The secondary market for litigation claims has attracted a growing volume of capital, given the potential for returns exceeding those of traditional assets.

The investment decision, however, cannot rest on the discount alone: it requires technical underwriting of the case, the debtor, and the broader economic context in which the claim sits.

Below are 5 essential considerations for anyone looking to acquire portfolios of this kind:

1. Case maturity and re-underwriting risk: Claims still at the trial-court/merits stage, subject to appeal or re-litigation, carry a different risk profile than claims already in the enforcement stage, with a lien or attachment already perfected. Mapping the actual procedural posture of each case is essential, since matters that appear advanced can regress due to procedural nullities or the reopening of deadlines.

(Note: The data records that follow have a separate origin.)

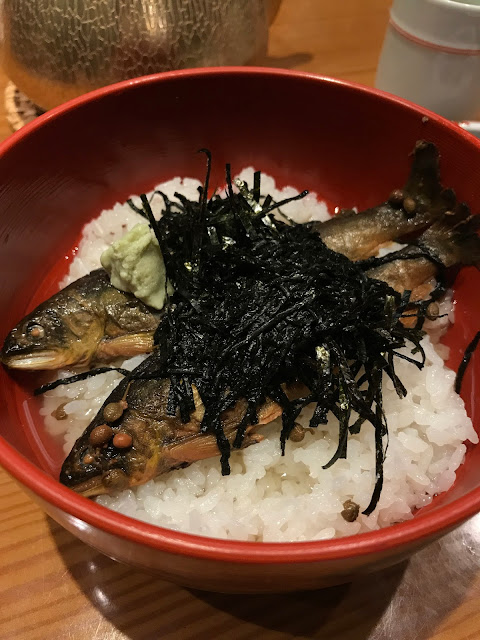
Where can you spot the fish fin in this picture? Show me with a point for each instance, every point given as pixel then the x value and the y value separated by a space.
pixel 128 345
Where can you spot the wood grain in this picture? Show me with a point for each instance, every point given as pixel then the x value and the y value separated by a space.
pixel 53 586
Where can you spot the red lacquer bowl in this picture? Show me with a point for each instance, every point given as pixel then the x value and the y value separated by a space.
pixel 348 143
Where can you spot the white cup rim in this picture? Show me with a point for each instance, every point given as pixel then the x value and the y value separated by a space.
pixel 452 25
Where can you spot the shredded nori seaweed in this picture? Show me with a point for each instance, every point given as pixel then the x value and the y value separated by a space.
pixel 262 307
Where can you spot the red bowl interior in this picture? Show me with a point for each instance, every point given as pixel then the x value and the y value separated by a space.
pixel 347 143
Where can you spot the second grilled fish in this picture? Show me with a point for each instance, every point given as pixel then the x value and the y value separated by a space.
pixel 88 320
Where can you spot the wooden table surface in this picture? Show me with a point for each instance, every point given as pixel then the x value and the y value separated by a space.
pixel 53 586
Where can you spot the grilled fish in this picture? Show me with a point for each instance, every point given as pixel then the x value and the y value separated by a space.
pixel 91 320
pixel 144 442
pixel 88 320
pixel 450 242
pixel 408 211
pixel 133 439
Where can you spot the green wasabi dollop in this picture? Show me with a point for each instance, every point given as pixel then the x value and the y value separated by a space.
pixel 135 264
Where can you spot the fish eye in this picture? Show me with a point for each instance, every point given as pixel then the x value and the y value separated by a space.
pixel 35 330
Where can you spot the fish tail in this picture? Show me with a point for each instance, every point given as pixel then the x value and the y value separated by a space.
pixel 453 238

2. Debtor and corporate group financial condition: A claim may have originated as liquidated and due, but its collectability depends on the debtor’s current financial standing, not its standing at origination. Investors should check for recent protests, other pending enforcement actions, and signs of balance-sheet erosion or asset stripping – including at the level of the debtor’s corporate group;

3. Pricing methodology and data quality: The discount only holds up when derived from consistent underwriting assumptions – probability of success, expected time to recovery, and a discount rate appropriately calibrated to risk. Investors should require full, auditable data from the seller to avoid models that underestimate duration risk;

4. Economic viability of the recovery strategy: Not every claim supports the same collection path. Investors need a realistic estimate of the cost and time to full recovery – factoring in attorneys’ fees, court costs, and the liquidity of leviable assets – so that enforcement costs don’t erode the expected return.

5. Portfolio concentration risk: Portfolios concentrated in a small number of debtors, a single economic sector, or a single venue expose investors to systemic risk that case-by-case underwriting won’t capture. Assessing diversification matters as much as assessing the quality of each individual claim.

Acquiring litigation claims portfolios is a sophisticated transaction combining legal, procedural, and financial analysis. The discount only translates into actual return when due diligence drives the investment decision.